Tim Tebow? Not Your Type.
by JohnBagwell
 Faith & Family
Apr 15, 2012 | 5885 views |  0 comments | 45 45 recommendations | email to a friend | print | permalink

A few weeks ago I read an article on Fox News.  You can read the entire article here: INSIDERS.  In the article, they ask the question "But could all the Tinseltown-type attention jeopardize his game and wholesome Christian image?1"

Reposted from: MenRising

Rewind years ago when the nation didn't really know who Tim Tebow even was.  As an Alabama fan and a Christian (yes you Auburn fans, it IS possible!!), my first gut reaction to his public displays of faith were to shrug them off as meaningless.  How many times have I seen players kneel in the end-zone, point to heaven, thank God on TV, or make some other overt display of faith on the field only to be caught up later in some drug or immoral scandal later?  I thought he was a fake.  First impressions can be hard to shake.

As Tim Tebow grew into the role though, I began to pay attention more.  I read about his background as a home-schooled kid and missionary kid.  As a former missionary to China, I know how tough life can be on missionary kids, and now that we live in the states and home-school our two daughters, we see how the homeschooling movement is just now starting to be accepted even in largely conservative circles.  I can only imagine that it must have been tough for him growing up, and here he was experiencing success on levels most people will only dream of, and how does it affect him?  It doesn't even seem to register.  Nothing changes.  Tim Tebow is still the same person, and that is when I became interested.

I watched his last year in college with great fascination and wonder at the unprovoked hate that came from people who did not even know him and from the liberal media, and I found myself in the awkward position of rooting for him even though he played against Alabama.  I wanted Tim Tebow to win, but for Florida to lose.  It was an interesting year.  Then came graduation, and I assumed we'd heard the last from Tim Tebow.

Then came his chance to shine yet again.  After a losing start to the 2011 season, Tim Tebow was put in to replace Kyle Orton at halftime and quarterbacked the Denver Broncos on a wild ride taking them almost to victory against a 16 point deficit.  The rest of his season, as they say, is history but nothing short of inspiring.  The whole time, the media kept touting his style as awkward and that he'd never find real success, yet he kept winning.  His win streak was only broken by the New England Patriots weeks later, and again the Patriots handed him the defeat that would take his team out of the playoffs.

What was Tim Tebow's reaction to all this?  He was still Tim Tebow.  Nothing had changed.  Meanwhile, the rest of the nation had heard about him by now, and they couldn't seem to make up their minds about him.  Was he a good football player or not?  Was his Christianity real or not?  Who is this guy really?  And why does he have to keep making public displays of his Christianity?

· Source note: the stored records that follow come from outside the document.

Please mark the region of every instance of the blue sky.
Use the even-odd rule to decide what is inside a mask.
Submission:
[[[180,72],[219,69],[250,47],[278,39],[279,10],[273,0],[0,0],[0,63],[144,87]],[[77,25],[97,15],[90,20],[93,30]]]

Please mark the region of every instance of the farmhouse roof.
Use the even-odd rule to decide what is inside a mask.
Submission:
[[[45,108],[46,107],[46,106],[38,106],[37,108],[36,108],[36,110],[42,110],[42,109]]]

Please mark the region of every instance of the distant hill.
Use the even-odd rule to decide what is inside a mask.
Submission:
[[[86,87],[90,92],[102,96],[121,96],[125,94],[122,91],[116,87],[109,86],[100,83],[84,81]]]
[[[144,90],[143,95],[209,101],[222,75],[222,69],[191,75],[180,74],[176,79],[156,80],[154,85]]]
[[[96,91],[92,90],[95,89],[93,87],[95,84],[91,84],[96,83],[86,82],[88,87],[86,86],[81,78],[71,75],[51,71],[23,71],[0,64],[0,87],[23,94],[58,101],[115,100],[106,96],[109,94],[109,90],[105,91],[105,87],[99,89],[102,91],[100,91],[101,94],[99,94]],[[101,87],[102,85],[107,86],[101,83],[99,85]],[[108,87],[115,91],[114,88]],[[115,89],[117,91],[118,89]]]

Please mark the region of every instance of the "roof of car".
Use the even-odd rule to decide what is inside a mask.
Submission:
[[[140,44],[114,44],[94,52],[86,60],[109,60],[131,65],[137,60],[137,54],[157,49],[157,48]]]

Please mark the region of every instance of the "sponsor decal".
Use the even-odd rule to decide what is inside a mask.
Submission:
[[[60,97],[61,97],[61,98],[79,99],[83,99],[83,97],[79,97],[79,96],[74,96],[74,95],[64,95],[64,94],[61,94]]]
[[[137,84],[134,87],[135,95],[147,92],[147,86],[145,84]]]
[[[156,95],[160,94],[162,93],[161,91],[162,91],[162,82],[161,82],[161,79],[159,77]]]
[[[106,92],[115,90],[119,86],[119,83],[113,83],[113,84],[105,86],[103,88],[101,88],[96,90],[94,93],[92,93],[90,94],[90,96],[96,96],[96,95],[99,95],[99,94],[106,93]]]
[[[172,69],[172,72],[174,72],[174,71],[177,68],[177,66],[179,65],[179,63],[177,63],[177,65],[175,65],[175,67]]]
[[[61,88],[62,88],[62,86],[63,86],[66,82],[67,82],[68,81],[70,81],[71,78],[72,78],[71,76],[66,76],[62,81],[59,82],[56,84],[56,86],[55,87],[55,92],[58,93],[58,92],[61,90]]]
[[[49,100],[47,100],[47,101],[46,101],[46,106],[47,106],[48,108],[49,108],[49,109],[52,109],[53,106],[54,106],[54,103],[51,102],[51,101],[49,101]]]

Let me at least answer the last question for everyone.  The reason he keeps making public displays of his Christianity is simple: he is a Christian.  Would that all Christians had his courage.  Then comes this article and I think to myself, "Hollywood just doesn't get it".  Maybe the nation at large just doesn't get it.  Now, I've never met Tim Tebow, and I'm not his best friend or have any close relationships, but I've seen him enough over the years to realize one thing: Tim Tebow is legit.

As for the worryings of the media over how Hollywood will affect him, all I have to say is "Hollywood, Tim Tebow is not your type."  While Tim Tebow is only human and prone to failings and mistakes just like the rest of us, I tend to think he'll take the world on the same way he always has - by just being himself.  If he'll do that, then we'll never hear of a drug or immoral scandal unless one is manufactured, and we'll never even have to wonder if Tinseltown will ever jeopardize his Christian image.

He's a great example of a Christian man simply being a Christian man.  Maybe the real question isn't why the world thinks he's so odd, but rather why, in the public Christian community, his consistent example as a Christan man is so rare.